The theory goes that young people, “the digital natives,” i.e. those born after the Internet know nothing about paper encyclopaedias, postal mail and about paying for content. Their preferred shop for most things is found online. They don’t have to memorize anything – just ask God, I mean, Google. Their relationships are vast and temporary, their attention spans are fragile and they outgrow things pretty quick, not just clothes – just ask Facebook. They are often seen talking to themselves in public, and if you see the little earpiece called a tooth, you know that they are not mad.

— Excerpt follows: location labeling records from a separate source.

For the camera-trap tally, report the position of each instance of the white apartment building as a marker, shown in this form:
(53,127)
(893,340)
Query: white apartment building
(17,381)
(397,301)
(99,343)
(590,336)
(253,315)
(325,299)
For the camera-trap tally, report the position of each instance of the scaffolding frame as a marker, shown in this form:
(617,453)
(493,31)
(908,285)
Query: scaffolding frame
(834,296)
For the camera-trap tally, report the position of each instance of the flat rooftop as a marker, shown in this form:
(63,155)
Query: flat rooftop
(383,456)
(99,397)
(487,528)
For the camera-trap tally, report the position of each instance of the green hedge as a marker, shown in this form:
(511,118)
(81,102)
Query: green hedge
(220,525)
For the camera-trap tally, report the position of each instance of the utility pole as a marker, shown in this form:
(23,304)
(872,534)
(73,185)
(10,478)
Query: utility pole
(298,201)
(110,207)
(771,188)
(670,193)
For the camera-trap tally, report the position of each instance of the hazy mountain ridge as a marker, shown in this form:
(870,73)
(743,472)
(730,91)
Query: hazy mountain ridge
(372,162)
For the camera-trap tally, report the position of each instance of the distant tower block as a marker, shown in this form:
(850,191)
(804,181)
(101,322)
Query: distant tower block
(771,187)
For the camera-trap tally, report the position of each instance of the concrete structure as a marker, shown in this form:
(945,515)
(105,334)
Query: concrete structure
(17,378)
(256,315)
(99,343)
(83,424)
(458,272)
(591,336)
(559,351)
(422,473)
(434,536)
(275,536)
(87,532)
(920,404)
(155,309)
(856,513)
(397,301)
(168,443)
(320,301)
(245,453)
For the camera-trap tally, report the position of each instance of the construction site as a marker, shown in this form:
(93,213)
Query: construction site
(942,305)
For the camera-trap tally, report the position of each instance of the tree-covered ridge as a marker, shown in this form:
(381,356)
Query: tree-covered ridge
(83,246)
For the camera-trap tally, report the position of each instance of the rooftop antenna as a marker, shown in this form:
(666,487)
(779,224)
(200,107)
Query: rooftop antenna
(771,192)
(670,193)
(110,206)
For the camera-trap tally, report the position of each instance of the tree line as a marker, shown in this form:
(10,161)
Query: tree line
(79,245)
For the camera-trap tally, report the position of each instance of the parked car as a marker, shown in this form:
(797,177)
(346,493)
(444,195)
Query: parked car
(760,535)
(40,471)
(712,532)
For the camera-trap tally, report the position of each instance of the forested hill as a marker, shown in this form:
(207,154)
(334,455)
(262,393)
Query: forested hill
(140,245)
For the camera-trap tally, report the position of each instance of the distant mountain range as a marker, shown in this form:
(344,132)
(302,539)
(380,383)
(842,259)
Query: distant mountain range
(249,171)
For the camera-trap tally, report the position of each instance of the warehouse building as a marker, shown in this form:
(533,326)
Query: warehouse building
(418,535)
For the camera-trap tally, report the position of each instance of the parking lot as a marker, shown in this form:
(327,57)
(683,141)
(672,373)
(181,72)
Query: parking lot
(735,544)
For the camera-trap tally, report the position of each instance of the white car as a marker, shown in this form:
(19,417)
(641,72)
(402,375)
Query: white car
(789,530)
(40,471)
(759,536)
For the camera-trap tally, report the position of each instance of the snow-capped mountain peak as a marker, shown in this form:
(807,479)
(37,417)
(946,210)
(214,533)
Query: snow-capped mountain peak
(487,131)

On the other side of the divide are the old people, “the resident aliens,” born and matured before the Internet. They wonder why postal rates are going up and door•to•door postal delivery is vanishing as their limbs are just starting to give way. They still like to connect with people in person at the mall or at the church, and they use the telephone a lot, especially to call long distance. They maintain lifelong relationships with friends and family and volunteer spare time to worthy causes, as long as retirement incomes remain steady and recession•proof. The Internet is a mystery, another pesky thing that they need to stay away from for there is all that reputed scamming and pornography out there (unless one is into that kinda thing, heh, heh!).
Then there are those in the middle, the digital immigrants, who were born before the Internet but who matured during the period when cyberspace went from a mild pastime to a robust highway along which most information began to flow. Some of these people gave up desk jobs of pushing paper and started pushing buttons on their desktops instead. Some careers changed, some were lost forever. The digital immigrants had to adapt or perish with each subsequent wave of technology, and they found it hard, for their retirements were diminished or vanished and they were re•inventing themselves to just stay relevant, even if they did not believe in the roles they now had to play. They compete with the digital natives for jobs and yet long to be resident aliens.
Being an immigrant (a real one) and now being classified a digital immigrant, suits me, for the art of survival is similar: stay alert, continuously learn, do not be afraid to experiment and make mistakes, take nothing for granted, work smart, and live lean. And yet, every new version of technology takes me further away from the centre. I wonder how tough it must be for real world natives who have come to expect a world of order and entitlement, and who now find themselves as digital immigrants or resident aliens in digital society? They did not consciously immigrate anywhere, like I did, but their world changed on them nevertheless, landing them in a foreign place. This is the hardest kind of immigration to undertake – the reluctant kind. It likens one to a refugee of war or other social upheaval.
I wonder if these considerations are taken into account as we push along our relentless path to automate everything, or whether these costs will have to be borne by the larger society when we end up with a majority of jobless digital immigrants and resident aliens run by a minority of digital natives and their tech toys.